The assay could also be used to help drug companies select patient cohorts for clinical trials and personalize therapy, he suggested.

"You need a way to make measurements to decide if [a patient is] even a candidate for the therapeutic agent," he said. "Using this technology we can do things like measure oncoproteins in clinical specimens to see if they're present. We'll be able to make decisions on which patients are likely to respond to therapy."

In terms of commercialization plans, Felsher noted that Cell Biosciences has incorporated the technology used in the assay into its Nanopro1000 machine, which his team uses in its research.

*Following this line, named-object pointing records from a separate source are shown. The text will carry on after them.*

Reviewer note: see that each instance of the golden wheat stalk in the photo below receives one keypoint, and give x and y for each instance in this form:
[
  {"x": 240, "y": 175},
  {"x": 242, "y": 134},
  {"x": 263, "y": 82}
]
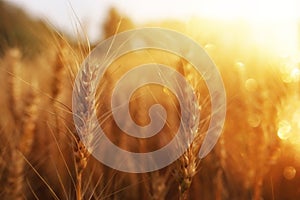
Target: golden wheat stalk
[{"x": 186, "y": 166}]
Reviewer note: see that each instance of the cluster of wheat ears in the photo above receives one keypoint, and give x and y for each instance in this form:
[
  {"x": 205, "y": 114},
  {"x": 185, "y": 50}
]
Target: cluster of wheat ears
[{"x": 42, "y": 156}]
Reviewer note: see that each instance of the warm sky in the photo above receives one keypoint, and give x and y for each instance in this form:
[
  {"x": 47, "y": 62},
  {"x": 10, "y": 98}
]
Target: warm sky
[{"x": 92, "y": 12}]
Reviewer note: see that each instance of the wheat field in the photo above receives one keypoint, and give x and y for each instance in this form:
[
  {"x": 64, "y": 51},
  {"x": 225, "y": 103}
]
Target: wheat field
[{"x": 42, "y": 156}]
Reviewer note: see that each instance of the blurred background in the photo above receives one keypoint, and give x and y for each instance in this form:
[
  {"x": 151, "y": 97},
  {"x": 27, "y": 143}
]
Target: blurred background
[{"x": 254, "y": 44}]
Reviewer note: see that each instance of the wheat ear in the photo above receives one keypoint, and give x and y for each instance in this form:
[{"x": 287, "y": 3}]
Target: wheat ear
[{"x": 86, "y": 127}]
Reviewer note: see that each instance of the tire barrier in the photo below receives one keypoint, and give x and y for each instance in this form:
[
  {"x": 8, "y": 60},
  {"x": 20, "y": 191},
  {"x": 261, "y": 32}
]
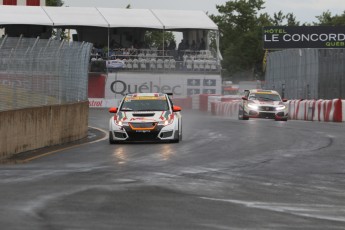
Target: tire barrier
[
  {"x": 308, "y": 110},
  {"x": 228, "y": 109},
  {"x": 317, "y": 110}
]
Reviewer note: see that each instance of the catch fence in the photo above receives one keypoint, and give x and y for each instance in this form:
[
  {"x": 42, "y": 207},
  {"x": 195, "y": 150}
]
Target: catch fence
[
  {"x": 36, "y": 72},
  {"x": 307, "y": 73}
]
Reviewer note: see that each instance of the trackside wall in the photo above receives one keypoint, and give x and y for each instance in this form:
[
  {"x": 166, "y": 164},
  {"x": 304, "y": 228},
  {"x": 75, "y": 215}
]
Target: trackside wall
[{"x": 27, "y": 129}]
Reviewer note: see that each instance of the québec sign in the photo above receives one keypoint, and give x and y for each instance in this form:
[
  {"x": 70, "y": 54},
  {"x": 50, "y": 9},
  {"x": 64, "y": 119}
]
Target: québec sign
[{"x": 284, "y": 37}]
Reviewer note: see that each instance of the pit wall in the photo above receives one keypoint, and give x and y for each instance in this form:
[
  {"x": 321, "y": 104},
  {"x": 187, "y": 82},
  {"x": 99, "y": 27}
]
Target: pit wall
[
  {"x": 228, "y": 105},
  {"x": 34, "y": 128}
]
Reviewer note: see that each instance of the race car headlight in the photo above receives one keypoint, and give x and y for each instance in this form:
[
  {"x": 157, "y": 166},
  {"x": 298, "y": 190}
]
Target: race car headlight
[
  {"x": 166, "y": 122},
  {"x": 281, "y": 107},
  {"x": 253, "y": 106},
  {"x": 121, "y": 123}
]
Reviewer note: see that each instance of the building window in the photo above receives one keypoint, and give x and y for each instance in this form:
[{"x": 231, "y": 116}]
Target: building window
[
  {"x": 32, "y": 2},
  {"x": 10, "y": 2}
]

David Voehringer, North American sales director for Cell Biosciences told ProteoMonitor that, while the company might be interested in commercial applications based on the research, much of the work "is still in the early R&D phases."

"We all believe that some of those novel post-translational modifications may translate into biomarkers at some point, so from that philosophical standpoint, at some stage developing tools and assays might be something we're interested in," he said.

Voehringer declined to comment on any commercial relationship between Cell Biosciences and the Stanford researchers, but said the two groups were moving to investigate "the broad question of how you really implement this technology in your clinical trials."